The FHA has been in the business of helping Americans buy and keep their homes since 1934. Once an entity of its own, the FHA is now a part of the Federal Department of Housing and Urban Development (HUD). The FHA does not lend money. So what exactly does the FHA do to help Americans become homeowners?

The FHA insures mortgage loans. To a mortgage lender this is very good news. It means that should a borrower default on a loan the FHA will pay the lender its losses. Lending money becomes less of a risk for the lender. This still leaves the question, "how does this help the average American become a homeowner?"

The FHA mortgage insurance allows a lender to offer a mortgage loan in confidence to buyers who would otherwise present to great a risk, and therefore not qualify for a loan. However, the FHA does more than make more loans available to more people. The FHA makes loans more affordable. In exchange for offering mortgage insurance to the lender, the FHA demands that the lender lessen certain requirements for obtaining a loan.

Basic FHA loan qualifications are simply met. A borrower must; be a lawful US resident, have a social security number, and be old enough to sign on a mortgage loan per your states laws. The borrower must also intend to live in the home and have a two year employment history.

One of the most valuable demands the FHA places on a lender is the lack of a minimum credit score. Rather than a credit score the FHA looks at credit history. The FHA understands that life has its bumps and bruises and unforeseeable things can affect a credit score. The FHA wants to know that you have an overall history of paying your bills on time.

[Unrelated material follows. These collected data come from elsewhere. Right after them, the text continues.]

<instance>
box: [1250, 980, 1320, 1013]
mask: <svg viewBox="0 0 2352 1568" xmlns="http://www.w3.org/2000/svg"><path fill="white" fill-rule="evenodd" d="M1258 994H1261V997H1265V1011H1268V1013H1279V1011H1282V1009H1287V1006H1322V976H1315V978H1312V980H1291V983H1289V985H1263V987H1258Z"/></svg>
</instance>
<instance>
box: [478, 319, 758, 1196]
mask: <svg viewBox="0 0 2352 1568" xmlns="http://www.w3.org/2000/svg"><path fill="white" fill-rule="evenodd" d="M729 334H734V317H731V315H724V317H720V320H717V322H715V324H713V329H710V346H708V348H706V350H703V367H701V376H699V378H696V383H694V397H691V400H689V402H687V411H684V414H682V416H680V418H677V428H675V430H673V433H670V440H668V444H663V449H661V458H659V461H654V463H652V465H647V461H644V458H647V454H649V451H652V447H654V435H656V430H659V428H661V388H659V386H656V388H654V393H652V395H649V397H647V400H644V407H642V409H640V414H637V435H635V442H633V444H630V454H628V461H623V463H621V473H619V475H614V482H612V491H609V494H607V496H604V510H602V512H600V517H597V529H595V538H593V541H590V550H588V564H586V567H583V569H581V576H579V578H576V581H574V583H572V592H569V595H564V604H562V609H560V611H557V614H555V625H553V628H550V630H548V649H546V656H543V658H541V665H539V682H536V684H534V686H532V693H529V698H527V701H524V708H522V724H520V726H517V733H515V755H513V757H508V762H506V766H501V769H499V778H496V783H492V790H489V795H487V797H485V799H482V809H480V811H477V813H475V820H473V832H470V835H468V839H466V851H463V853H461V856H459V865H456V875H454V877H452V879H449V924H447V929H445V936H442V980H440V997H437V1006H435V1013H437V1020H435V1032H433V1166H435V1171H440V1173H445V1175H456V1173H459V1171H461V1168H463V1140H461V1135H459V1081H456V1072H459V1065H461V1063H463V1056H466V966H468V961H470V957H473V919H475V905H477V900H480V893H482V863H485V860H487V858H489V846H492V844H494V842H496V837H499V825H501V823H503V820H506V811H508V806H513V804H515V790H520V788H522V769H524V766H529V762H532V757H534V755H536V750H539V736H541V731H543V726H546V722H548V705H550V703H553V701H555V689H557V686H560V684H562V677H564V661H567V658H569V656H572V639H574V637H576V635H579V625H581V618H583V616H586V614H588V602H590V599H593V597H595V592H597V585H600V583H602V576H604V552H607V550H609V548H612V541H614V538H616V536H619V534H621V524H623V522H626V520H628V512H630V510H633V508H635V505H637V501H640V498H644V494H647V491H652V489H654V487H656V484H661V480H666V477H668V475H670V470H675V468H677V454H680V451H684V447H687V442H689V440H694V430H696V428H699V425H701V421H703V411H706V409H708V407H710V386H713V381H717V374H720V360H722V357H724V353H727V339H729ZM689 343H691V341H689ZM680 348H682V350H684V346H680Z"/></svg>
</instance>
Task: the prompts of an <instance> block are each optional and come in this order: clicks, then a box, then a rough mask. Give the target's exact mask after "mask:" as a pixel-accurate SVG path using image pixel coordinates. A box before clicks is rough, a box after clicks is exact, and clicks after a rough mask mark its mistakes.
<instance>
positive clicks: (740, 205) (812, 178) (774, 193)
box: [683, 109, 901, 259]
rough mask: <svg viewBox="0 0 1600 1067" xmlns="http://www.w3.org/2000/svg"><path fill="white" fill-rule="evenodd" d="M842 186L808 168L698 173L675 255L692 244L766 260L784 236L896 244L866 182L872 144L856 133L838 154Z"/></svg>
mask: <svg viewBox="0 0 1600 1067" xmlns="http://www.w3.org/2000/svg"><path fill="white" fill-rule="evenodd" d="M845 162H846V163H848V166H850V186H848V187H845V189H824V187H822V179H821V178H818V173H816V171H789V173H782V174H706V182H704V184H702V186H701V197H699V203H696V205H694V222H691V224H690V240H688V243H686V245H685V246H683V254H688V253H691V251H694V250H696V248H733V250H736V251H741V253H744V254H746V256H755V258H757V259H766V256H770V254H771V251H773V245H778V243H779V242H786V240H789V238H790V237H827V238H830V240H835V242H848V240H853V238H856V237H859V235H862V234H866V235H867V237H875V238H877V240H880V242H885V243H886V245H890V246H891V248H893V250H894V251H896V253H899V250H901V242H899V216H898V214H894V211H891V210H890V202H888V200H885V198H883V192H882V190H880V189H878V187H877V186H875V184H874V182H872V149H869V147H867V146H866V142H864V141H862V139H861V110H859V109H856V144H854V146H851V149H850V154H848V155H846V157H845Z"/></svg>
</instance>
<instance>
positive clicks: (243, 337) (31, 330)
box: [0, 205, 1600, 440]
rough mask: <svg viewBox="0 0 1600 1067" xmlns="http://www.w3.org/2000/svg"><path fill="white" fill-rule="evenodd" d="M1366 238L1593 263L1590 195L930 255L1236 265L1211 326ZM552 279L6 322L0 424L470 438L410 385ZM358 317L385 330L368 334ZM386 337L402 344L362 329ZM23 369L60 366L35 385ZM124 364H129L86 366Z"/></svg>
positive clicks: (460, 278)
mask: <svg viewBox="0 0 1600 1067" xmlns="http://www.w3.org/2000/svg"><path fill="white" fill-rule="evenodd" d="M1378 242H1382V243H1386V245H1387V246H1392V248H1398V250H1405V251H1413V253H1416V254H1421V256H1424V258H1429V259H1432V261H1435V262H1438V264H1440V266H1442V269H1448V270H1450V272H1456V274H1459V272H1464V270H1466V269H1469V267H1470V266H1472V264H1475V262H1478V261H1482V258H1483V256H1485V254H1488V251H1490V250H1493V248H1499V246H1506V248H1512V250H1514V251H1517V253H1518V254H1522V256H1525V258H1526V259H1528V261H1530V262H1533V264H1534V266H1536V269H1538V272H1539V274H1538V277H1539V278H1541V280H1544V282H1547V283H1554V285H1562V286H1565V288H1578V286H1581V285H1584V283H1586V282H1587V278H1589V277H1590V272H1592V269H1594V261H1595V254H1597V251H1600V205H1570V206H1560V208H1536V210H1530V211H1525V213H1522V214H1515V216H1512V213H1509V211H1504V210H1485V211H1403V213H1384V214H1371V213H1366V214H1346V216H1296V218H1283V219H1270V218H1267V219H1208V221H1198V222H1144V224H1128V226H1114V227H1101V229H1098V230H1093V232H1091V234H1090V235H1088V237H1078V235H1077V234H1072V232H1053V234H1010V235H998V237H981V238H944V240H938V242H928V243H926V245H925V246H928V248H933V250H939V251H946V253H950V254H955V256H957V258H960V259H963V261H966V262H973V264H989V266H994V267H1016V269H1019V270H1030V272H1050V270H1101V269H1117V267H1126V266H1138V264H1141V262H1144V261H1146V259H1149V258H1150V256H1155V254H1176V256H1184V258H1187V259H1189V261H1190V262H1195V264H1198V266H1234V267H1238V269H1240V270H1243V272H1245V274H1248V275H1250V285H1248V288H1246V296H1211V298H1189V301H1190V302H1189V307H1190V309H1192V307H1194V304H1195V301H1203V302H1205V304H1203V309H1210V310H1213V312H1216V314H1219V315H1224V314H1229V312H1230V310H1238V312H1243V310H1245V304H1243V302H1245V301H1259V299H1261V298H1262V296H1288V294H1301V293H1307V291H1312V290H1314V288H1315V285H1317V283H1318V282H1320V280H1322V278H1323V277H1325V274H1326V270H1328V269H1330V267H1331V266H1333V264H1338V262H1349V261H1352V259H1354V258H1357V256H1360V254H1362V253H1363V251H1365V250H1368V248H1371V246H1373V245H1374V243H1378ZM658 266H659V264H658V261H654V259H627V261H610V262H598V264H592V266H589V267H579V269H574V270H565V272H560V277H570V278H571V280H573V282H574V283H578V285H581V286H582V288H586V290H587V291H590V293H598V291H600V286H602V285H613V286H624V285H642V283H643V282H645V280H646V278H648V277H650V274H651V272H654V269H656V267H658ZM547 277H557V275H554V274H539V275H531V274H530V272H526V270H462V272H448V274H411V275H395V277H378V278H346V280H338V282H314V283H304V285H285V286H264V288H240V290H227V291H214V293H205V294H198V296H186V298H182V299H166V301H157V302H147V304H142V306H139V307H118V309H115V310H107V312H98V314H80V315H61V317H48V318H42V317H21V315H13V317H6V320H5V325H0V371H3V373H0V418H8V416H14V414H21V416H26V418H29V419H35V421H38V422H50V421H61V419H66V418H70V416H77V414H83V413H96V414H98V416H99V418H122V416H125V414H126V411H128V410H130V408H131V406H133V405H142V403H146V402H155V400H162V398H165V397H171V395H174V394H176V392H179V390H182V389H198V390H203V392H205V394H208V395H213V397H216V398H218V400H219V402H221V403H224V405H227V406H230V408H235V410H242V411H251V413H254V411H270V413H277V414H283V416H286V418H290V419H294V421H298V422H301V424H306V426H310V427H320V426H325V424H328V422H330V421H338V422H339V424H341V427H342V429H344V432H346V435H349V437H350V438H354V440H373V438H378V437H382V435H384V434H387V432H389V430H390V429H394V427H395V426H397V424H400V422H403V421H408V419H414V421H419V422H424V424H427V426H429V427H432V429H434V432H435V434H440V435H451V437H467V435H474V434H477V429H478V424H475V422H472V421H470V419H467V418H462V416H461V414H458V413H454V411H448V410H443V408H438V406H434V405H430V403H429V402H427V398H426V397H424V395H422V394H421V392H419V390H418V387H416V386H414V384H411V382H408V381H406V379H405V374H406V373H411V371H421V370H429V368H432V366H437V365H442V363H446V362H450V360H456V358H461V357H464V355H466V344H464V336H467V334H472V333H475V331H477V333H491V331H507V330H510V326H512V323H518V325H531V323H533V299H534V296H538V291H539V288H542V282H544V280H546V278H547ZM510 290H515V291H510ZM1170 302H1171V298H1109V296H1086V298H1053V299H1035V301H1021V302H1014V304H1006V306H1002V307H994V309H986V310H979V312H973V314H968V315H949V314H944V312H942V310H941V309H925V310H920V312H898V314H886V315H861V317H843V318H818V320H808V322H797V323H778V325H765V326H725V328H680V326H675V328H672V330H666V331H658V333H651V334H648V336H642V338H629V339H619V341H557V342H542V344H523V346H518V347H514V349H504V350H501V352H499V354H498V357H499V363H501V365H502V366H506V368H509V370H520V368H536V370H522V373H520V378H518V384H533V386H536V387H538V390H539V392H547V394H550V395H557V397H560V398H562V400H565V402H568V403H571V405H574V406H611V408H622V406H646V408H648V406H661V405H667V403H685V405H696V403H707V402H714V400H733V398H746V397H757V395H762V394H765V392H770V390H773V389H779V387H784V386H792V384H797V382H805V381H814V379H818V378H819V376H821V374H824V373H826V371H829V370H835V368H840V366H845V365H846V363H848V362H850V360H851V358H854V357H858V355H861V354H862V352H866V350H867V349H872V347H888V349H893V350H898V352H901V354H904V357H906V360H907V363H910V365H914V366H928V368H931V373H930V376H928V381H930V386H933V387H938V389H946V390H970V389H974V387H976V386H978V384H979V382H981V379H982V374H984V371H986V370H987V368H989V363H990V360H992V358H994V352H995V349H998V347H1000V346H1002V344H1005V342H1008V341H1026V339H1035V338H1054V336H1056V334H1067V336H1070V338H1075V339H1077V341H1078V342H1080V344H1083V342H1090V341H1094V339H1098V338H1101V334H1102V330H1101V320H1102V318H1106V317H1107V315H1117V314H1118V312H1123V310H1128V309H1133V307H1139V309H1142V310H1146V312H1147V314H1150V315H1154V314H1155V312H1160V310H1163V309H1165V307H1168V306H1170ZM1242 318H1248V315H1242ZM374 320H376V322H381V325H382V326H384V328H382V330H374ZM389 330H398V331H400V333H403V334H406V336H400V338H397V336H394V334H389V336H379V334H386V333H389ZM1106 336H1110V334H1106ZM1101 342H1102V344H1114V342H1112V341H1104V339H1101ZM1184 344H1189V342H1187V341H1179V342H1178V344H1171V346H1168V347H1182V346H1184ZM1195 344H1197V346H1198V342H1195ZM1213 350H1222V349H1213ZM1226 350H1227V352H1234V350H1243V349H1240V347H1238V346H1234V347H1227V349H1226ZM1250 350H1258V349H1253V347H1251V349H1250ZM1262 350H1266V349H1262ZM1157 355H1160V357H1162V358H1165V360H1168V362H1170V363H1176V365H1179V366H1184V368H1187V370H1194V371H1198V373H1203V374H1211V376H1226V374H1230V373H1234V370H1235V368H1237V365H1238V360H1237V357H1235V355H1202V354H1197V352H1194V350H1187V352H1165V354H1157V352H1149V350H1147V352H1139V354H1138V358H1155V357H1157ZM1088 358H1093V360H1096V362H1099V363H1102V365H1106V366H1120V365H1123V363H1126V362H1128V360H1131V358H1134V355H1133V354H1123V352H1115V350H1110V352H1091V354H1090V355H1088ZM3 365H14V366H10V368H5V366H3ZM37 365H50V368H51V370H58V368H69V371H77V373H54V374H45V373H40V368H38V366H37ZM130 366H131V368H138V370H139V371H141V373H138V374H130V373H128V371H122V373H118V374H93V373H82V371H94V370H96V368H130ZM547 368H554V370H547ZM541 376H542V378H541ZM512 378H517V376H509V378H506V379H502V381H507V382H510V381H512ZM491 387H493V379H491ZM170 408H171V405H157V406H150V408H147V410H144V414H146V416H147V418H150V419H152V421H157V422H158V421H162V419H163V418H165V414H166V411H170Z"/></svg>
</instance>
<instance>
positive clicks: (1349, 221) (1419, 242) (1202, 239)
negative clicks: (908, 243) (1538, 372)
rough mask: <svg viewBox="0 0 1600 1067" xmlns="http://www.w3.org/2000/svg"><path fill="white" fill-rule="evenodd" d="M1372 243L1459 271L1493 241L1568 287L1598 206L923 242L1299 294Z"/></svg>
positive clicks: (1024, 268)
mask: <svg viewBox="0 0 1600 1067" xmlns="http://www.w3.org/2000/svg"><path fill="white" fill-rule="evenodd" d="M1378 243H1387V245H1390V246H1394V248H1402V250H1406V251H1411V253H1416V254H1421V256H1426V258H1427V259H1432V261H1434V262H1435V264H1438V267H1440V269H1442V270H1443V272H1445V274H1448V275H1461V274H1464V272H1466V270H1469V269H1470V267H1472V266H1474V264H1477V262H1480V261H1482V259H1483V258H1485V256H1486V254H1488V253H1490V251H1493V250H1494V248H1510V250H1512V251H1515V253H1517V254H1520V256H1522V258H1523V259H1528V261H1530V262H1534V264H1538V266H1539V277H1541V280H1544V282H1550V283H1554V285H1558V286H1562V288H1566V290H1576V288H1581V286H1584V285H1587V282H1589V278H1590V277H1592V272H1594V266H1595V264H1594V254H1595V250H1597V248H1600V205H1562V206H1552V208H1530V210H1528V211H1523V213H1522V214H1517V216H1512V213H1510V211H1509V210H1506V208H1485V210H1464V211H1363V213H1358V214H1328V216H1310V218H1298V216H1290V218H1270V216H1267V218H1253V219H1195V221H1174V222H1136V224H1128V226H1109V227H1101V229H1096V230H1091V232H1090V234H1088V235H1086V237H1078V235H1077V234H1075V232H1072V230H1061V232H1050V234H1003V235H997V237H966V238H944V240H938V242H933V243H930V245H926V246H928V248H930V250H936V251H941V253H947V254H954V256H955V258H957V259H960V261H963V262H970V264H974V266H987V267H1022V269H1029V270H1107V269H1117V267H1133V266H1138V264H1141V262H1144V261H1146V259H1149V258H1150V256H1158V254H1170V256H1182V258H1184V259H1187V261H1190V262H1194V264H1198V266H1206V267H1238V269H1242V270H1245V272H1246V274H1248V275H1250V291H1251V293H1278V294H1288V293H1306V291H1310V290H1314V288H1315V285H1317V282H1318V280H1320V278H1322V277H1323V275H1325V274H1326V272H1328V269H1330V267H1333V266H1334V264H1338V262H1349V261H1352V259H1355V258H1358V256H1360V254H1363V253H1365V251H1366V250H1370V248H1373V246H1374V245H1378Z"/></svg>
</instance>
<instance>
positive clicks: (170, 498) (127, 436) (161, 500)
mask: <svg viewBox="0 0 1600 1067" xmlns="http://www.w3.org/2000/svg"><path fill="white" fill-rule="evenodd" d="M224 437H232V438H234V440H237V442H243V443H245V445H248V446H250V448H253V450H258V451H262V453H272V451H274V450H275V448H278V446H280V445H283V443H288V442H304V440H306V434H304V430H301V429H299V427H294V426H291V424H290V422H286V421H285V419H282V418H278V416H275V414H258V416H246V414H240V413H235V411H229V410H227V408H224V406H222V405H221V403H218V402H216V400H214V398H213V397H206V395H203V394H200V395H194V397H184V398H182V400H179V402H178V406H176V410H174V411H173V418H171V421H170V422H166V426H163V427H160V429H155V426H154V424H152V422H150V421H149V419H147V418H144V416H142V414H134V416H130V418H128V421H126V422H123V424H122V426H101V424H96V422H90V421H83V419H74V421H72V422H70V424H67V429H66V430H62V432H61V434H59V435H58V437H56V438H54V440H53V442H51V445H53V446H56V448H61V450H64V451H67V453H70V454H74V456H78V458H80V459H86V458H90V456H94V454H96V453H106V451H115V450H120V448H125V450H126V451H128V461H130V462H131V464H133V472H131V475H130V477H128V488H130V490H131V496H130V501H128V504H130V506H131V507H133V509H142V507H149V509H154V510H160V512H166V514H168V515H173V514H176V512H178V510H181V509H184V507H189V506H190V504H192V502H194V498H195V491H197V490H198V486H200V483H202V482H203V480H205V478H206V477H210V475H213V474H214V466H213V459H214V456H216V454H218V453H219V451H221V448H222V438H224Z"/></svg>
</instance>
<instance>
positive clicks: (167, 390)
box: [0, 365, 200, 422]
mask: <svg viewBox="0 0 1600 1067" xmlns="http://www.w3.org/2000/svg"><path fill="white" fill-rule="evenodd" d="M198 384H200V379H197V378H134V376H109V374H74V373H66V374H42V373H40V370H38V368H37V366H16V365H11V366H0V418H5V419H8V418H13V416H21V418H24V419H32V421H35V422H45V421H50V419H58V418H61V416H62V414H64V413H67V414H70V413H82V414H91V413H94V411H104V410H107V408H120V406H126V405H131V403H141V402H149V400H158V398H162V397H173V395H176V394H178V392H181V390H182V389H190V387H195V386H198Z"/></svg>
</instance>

Another valuable aspect of an FHA loan to a borrower is the down payment. The down payment on an FHA insured loan can be as low as 3.5% of the overall purchase price of the home. Additionally, the down payment money can come from almost any source. The money can be a gift from a family member, or even come from a charitable organization. Saving for a down payment prevents many people from becoming homeowners. The FHA loan virtually eliminates this problem.

Lastly, an FHA insured loan generally has among the lowest interest rates available. Lower interest rates make monthly payments more affordable.